Ces qualifications - préalables à une finale le 26 mai à Carhaix (Finistère) - avaient lieu simultanément dans onze autres villes de Bretagne, mais aussi à Paris non loin de la gare Montparnasse, quartier historique d'arrivée des exilés bretons dans la capitale au XXe siècle.

"L'objectif est d'abord de se faire plaisir en se retrouvant tous ensemble, mais aussi de se mesurer à la grammaire bretonne, qui est assez complexe", explique Claire Cariou, organisatrice de l'événement à Nantes, où une centaine d'écoliers, collégiens et adultes ont pris part à l'événement.

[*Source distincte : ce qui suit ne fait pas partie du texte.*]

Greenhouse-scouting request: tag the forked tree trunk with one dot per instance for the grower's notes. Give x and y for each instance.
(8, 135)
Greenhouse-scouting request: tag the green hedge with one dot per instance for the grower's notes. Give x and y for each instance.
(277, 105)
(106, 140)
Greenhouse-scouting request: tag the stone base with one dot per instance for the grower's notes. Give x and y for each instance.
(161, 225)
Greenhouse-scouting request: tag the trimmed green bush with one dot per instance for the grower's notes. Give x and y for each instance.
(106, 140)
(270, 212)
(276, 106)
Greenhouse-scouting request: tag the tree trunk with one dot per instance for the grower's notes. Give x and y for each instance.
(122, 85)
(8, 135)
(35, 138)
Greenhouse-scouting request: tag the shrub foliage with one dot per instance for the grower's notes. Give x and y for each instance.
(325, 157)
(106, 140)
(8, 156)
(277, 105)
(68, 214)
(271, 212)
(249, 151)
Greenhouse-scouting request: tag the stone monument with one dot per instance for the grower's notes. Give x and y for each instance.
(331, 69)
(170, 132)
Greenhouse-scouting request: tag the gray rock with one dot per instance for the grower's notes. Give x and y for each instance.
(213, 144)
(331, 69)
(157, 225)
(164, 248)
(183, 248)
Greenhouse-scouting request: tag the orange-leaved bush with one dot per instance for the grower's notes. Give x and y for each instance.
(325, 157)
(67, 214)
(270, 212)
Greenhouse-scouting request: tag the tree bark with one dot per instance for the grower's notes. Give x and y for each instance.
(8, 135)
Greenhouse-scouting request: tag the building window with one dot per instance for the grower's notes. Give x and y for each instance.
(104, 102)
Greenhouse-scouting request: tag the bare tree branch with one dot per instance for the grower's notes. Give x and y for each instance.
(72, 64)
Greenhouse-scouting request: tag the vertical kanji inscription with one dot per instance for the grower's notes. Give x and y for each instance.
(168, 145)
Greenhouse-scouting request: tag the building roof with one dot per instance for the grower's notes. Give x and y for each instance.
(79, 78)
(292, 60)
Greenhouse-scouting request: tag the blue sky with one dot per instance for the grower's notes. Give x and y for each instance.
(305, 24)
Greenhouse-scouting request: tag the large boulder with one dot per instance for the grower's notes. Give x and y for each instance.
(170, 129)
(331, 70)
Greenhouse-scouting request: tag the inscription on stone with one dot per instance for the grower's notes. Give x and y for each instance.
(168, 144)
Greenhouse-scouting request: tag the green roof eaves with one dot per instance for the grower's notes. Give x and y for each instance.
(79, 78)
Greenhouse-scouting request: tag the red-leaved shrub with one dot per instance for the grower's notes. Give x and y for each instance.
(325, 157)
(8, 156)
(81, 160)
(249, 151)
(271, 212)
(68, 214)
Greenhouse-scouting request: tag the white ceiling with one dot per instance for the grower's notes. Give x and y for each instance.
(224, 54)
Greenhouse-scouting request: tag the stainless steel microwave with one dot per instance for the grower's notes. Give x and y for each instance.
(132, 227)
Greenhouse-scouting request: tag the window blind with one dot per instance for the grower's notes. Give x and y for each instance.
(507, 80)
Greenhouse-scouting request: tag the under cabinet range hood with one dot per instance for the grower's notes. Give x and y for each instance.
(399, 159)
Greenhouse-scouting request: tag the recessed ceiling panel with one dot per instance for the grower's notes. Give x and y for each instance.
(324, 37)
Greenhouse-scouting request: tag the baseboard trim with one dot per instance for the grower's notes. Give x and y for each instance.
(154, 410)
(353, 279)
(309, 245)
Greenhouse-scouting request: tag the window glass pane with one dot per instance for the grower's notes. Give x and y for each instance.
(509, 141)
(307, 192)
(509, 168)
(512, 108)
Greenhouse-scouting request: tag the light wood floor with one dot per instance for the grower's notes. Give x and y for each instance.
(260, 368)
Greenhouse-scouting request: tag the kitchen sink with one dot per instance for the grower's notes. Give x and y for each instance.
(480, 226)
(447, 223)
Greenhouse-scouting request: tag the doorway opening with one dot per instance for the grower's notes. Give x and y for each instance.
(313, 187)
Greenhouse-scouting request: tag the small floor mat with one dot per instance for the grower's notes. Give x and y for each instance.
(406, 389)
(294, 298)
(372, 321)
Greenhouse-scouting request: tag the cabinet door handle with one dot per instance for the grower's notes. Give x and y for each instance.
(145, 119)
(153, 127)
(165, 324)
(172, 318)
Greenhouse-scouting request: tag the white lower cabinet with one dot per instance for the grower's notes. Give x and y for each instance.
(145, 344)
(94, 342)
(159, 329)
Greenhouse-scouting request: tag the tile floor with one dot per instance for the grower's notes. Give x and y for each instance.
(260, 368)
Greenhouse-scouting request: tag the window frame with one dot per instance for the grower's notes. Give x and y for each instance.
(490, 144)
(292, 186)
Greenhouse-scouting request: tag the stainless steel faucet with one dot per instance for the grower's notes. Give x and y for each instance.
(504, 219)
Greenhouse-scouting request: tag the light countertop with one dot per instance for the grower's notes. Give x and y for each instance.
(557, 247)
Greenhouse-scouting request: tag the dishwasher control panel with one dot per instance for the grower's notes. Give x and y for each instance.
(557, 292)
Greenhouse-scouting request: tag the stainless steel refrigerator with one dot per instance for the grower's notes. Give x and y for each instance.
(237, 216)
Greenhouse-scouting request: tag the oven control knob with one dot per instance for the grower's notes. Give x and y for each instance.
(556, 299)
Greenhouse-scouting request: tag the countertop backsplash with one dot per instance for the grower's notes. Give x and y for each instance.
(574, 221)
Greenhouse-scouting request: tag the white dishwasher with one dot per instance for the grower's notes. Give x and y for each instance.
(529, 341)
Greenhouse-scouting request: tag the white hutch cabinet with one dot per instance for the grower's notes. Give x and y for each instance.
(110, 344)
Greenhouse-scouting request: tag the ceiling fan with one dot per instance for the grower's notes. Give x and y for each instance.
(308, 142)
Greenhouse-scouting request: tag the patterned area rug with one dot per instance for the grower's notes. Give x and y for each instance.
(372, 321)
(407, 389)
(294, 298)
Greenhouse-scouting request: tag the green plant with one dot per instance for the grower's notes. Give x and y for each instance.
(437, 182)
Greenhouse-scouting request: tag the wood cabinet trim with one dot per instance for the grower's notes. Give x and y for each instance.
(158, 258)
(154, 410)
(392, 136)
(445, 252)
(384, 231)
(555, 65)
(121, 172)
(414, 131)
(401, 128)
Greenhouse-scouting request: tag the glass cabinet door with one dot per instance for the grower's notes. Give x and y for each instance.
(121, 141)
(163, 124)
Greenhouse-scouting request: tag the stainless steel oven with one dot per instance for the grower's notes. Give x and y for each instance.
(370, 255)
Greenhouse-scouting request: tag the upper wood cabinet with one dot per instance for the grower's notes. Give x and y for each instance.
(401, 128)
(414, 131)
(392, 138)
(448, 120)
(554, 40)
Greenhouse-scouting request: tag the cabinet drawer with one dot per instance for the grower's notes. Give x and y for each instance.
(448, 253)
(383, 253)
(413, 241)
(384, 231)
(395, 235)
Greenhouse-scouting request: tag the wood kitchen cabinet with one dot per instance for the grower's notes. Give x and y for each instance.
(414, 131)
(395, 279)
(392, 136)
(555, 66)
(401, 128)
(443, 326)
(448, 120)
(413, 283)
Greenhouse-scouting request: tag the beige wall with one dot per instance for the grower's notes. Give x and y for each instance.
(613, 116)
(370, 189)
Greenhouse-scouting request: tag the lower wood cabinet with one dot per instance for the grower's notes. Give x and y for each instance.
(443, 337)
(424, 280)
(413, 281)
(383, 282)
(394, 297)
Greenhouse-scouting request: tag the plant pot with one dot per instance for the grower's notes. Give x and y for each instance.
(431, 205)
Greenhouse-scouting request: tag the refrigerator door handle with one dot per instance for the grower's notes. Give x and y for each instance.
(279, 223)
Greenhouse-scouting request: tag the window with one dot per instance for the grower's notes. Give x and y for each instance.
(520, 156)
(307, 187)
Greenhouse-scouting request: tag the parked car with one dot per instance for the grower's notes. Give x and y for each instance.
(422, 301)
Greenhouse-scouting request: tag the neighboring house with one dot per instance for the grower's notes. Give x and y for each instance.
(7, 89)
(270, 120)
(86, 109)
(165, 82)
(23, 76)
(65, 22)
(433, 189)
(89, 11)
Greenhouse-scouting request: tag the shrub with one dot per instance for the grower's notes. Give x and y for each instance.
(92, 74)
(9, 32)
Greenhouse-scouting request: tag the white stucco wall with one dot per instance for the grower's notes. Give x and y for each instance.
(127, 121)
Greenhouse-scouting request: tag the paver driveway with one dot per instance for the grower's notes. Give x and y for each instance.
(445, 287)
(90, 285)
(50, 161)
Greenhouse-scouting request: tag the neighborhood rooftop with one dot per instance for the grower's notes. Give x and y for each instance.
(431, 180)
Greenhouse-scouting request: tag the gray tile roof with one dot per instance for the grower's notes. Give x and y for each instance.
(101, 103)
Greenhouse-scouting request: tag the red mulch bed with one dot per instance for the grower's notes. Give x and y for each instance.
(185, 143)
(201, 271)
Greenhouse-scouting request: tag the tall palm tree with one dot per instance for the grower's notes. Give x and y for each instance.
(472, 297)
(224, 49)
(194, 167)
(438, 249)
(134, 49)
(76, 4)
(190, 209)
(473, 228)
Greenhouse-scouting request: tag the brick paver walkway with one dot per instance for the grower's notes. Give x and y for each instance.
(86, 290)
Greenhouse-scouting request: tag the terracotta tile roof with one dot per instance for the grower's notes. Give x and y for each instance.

"Cela permet de montrer que le breton n'est pas une langue morte, mais bien vivante", estime Wilfrid Anezo, un conducteur de trains de 37 ans, qui en est lui à sa deuxième participation à la "Skrivadeg".

Classé par l'Unesco parmi les langues "gravement menacées", le breton connaît depuis quelques années un regain d'intérêt chez les enfants et adolescents.

Il souffre néanmoins d'un "trou générationnel" chez les 25-50 ans, conséquence de l'interdiction des langues régionales dans les écoles françaises au début du XXe siècle.